The Parks and Resorts segment (which includes Disney Cruise Line) saw revenues for the quarter increase 6% to $4.7 billion, and segment operating income increase 7% to $746 million. Operating income growth for the quarter was due to an increase at Disney’s international operations, partially offset by a decrease at domestic operations, which were unfavorably impacted by Hurricane Irma. As a result of the hurricane, Walt Disney World Resort was closed for two days, and Disney Cruise Line canceled three cruise itineraries and shortened two others.
Hurricane Irma led to a $100 million operating income hit between Walt Disney World and Disney Cruise Line operations. Additionally, Hurricane Irma resulted in a 3% drop in year over year domestic guest visits.

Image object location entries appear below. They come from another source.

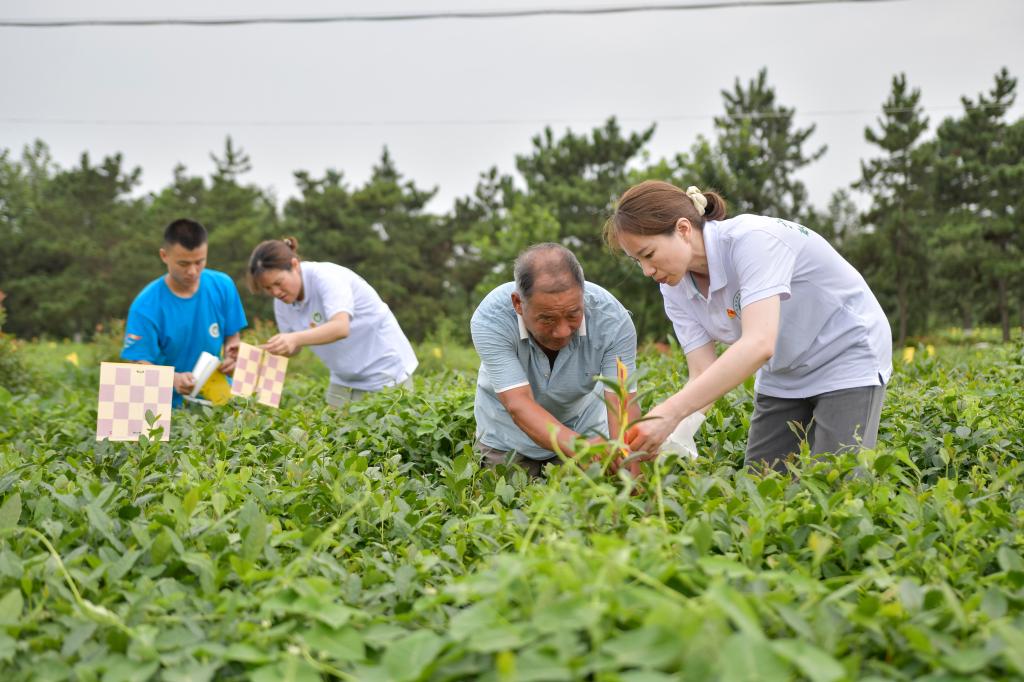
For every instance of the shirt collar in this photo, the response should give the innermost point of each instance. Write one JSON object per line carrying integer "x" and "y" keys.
{"x": 298, "y": 305}
{"x": 716, "y": 272}
{"x": 523, "y": 334}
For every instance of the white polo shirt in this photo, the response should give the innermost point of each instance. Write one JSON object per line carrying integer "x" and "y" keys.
{"x": 376, "y": 352}
{"x": 833, "y": 333}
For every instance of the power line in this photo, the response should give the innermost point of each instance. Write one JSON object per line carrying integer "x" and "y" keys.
{"x": 413, "y": 16}
{"x": 328, "y": 123}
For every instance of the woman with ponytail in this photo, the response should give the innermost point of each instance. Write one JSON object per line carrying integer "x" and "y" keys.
{"x": 334, "y": 311}
{"x": 787, "y": 304}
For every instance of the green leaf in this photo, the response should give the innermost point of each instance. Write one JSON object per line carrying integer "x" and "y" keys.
{"x": 1009, "y": 559}
{"x": 10, "y": 511}
{"x": 245, "y": 652}
{"x": 291, "y": 669}
{"x": 409, "y": 657}
{"x": 254, "y": 538}
{"x": 655, "y": 647}
{"x": 811, "y": 661}
{"x": 745, "y": 658}
{"x": 344, "y": 645}
{"x": 10, "y": 607}
{"x": 968, "y": 661}
{"x": 8, "y": 647}
{"x": 78, "y": 636}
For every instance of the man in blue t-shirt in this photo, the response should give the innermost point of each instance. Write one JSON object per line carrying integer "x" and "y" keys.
{"x": 190, "y": 309}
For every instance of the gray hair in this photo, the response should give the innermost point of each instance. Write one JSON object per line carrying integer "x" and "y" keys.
{"x": 555, "y": 265}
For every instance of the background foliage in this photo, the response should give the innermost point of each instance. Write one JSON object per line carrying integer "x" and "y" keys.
{"x": 307, "y": 544}
{"x": 939, "y": 238}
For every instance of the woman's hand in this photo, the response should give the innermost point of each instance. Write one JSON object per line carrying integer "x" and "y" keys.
{"x": 647, "y": 435}
{"x": 283, "y": 344}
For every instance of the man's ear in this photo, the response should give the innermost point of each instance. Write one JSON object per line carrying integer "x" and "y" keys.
{"x": 517, "y": 302}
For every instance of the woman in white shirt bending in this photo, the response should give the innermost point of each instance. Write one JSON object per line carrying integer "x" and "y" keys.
{"x": 792, "y": 308}
{"x": 334, "y": 311}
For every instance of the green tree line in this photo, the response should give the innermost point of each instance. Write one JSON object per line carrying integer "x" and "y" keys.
{"x": 939, "y": 237}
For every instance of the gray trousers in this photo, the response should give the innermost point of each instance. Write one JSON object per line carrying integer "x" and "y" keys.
{"x": 492, "y": 458}
{"x": 834, "y": 422}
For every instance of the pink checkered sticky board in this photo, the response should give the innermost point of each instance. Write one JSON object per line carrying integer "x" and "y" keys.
{"x": 261, "y": 373}
{"x": 127, "y": 391}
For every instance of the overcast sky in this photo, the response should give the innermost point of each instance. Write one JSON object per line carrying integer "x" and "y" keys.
{"x": 451, "y": 97}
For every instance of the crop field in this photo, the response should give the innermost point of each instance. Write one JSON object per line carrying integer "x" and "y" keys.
{"x": 367, "y": 544}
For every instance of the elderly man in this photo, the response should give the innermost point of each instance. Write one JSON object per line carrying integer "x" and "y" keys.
{"x": 543, "y": 340}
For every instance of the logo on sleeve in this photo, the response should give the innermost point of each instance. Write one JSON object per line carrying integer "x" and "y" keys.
{"x": 733, "y": 312}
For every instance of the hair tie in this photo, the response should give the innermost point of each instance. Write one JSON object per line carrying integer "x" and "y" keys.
{"x": 699, "y": 201}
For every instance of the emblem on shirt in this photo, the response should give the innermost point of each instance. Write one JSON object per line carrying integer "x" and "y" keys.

Results at the international operations were due to growth at Disneyland Paris and Shanghai Disney Resort. The improvement at Disneyland Paris reflected increases in attendance, guest spending and occupied room nights, partially offset by higher costs, driven by the 25th Anniversary celebration, and a loss from its 50% joint venture interest in Villages Nature. Guest spending growth was primarily due to higher average ticket prices and food and beverage spending. The increase at Shanghai Disney Resort was due to attendance growth and lower marketing costs, partially offset by lower average ticket prices. The decrease in marketing costs reflected costs associated with the grand opening of Shanghai Disney Resort in the prior year.
The decrease in operating income at Disney’s domestic operations was driven by lower results at Walt Disney World Resort, partially offset by an increase at our cruise line, growth at Disneyland Resort and higher sales of vacation club units.
Lower results at Walt Disney World Resort were driven by higher costs and fewer occupied room nights, partially offset by growth in guest spending and attendance, although both were negatively impacted by Hurricane Irma. Higher costs were primarily due to increases in labor and employee benefits, depreciation and marketing. Guest spending growth was due to increased food and beverage spending and higher average daily hotel room rates. Available hotel room nights were lower due to refurbishments and conversions to vacation club units.
Growth at Disney Cruise Line resulted from higher average ticket prices.
Higher results at Disneyland Resort were due to increases in guest spending and attendance, partially offset by higher costs for new guest offerings and marketing. The increase in guest spending was primarily due to higher average ticket prices.